Gespräche und Anlaufstellen

Wenn eine Führungskraft bei einer Mitarbeiterin oder einem Mitarbeiter Veränderungen im Verhalten wahrnimmt, ist es ihre Aufgabe, diese Auffälligkeiten rechtzeitig anzusprechen und Unterstützungsmöglichkeiten aufzuzeigen.

Ein frühzeitiges Ansprechen von Verhaltensänderungen kann eine Verschlimmerung des Befindens der betroffenen Person und eine unnötige Zuspitzung der Arbeitssituation verhindern.

Die dazu erforderliche Vorgehensweise kann in Betriebs- oder Dienstvereinbarungen geregelt sein. Vereinbarungen sind sowohl für Beschäftigte als auch für Führungskräfte hilfreich, da sie Transparenz, Verbindlichkeit und Rechtssicherheit bedeuten.

Um Veränderungen wahrnehmen und ansprechen zu können, ist ein regelmäßiger persönlicher Kontakt mit wertschätzender Kommunikation zwischen der Führungskraft und ihren Mitarbeitenden eine unabdingbare Voraussetzung. Denn nur dann öffnen sich Betroffene auch im Gespräch. Ohne die Bereitschaft von Beschäftigten, über Probleme offen zu reden und Hilfsangebote anzunehmen, hat auch die Führungskraft keine Chance, hilfreich zu intervenieren.

Beobachtungsmerkmale sind die in Kapitel 2 genannten Veränderungen in der Arbeitsdisziplin, im Leistungs- und Sozialverhalten sowie weitere Verhaltensauffälligkeiten.

Liegen Verhaltensauffälligkeiten vor, gilt es, möglichst schnell durch Gespräche mit den Betroffenen die Ursachen dafür zu finden. Die Ursachen können sowohl betrieblich als auch privat bedingt sein. Auf der betrieblichen Seite kommen als Auslöser für psychische Gesundheitsbeeinträchtigungen zum Beispiel schlechte Arbeitsbedingungen, eine mangelhafte Arbeitsorganisation und/oder Fehlverhalten im sozialen Umfeld in Betracht.

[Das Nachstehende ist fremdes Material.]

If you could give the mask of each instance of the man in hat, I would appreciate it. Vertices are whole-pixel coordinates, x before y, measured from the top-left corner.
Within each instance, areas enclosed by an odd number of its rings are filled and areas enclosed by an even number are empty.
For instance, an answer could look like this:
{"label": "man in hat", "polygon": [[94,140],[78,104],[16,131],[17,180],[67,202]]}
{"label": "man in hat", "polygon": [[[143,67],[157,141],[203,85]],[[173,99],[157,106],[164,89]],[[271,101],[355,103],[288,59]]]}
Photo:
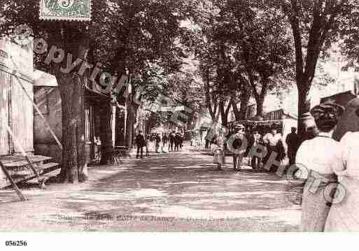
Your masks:
{"label": "man in hat", "polygon": [[145,138],[142,134],[142,131],[139,131],[139,134],[136,136],[134,143],[137,145],[137,153],[136,154],[136,158],[139,158],[139,155],[141,152],[141,158],[143,157],[143,147],[145,146]]}
{"label": "man in hat", "polygon": [[263,165],[265,166],[267,162],[269,159],[269,157],[272,155],[272,152],[277,152],[279,154],[277,150],[277,145],[280,141],[282,140],[282,136],[280,134],[277,133],[276,127],[272,127],[270,132],[265,134],[263,137],[263,141],[265,143],[265,146],[267,147],[267,156],[263,159]]}
{"label": "man in hat", "polygon": [[244,126],[239,124],[235,127],[234,129],[237,133],[233,136],[234,140],[232,142],[232,145],[230,145],[230,150],[233,152],[233,170],[241,171],[242,159],[246,152],[248,143],[245,136]]}
{"label": "man in hat", "polygon": [[288,145],[288,157],[289,158],[289,165],[291,166],[295,163],[295,155],[299,147],[300,138],[297,134],[297,128],[292,127],[292,132],[287,135],[286,143]]}
{"label": "man in hat", "polygon": [[[260,135],[258,133],[258,130],[255,130],[253,131],[253,134],[252,135],[251,140],[251,148],[252,147],[257,148],[260,143],[261,138],[262,138],[262,135]],[[253,170],[259,169],[260,167],[260,164],[261,162],[260,158],[255,155],[250,156],[250,157],[251,157],[251,165],[252,166],[252,168]]]}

Die Führungskraft ist hauptverantwortlich für die Behebung derartiger Defizite und muss gleichzeitig auf einer Veränderung im Leistungs- und Sozialverhalten der betroffenen Mitarbeiterin oder des betroffenen Mitarbeiters bestehen. Sie bietet für diesen Veränderungsprozess ihre Unterstützung an, verweist aber auch eindeutig auf die Verantwortung jeder Mitarbeiterin oder jedes Mitarbeiters für die eigene psychische Gesundheit.

Offenheit auf beiden Seiten im Hinblick auf die problematische Situation und das Annehmen von Rückmeldungen sind Voraussetzungen für eine gelingende Intervention. Unabhängig davon muss die Führungskraft der betroffenen Person aber auch verdeutlichen, dass bei nicht erfolgenden Änderungen im Leistungs- und Sozialverhalten gegebenenfalls mit arbeitsrechtlichen Konsequenzen zu rechnen ist.

Vorbereitung und Durchführung von Gesprächen mit betroffenen Mitarbeitenden

Voraussetzung für eine erfolgreiche Gesprächsführung ist eine gute Gesprächsvorbereitung. Sowohl für die Vorbereitung als auch für die Durchführung der Gespräche helfen die Leitfäden auf den Seiten 28 ff.

Bei den Gesprächen ist zu bedenken, dass die Gesprächsinhalte generell sehr sensible Themen berühren und mit Ängsten und Unsicherheiten bei allen Beteiligten verbunden sein können. In den Gesprächen sind unbedingt Spekulationen oder Diagnosen zu vermeiden. Wenn die oder der Beschäftigte dies wünscht, kann eine Person des Vertrauens zum Gespräch hinzugezogen werden.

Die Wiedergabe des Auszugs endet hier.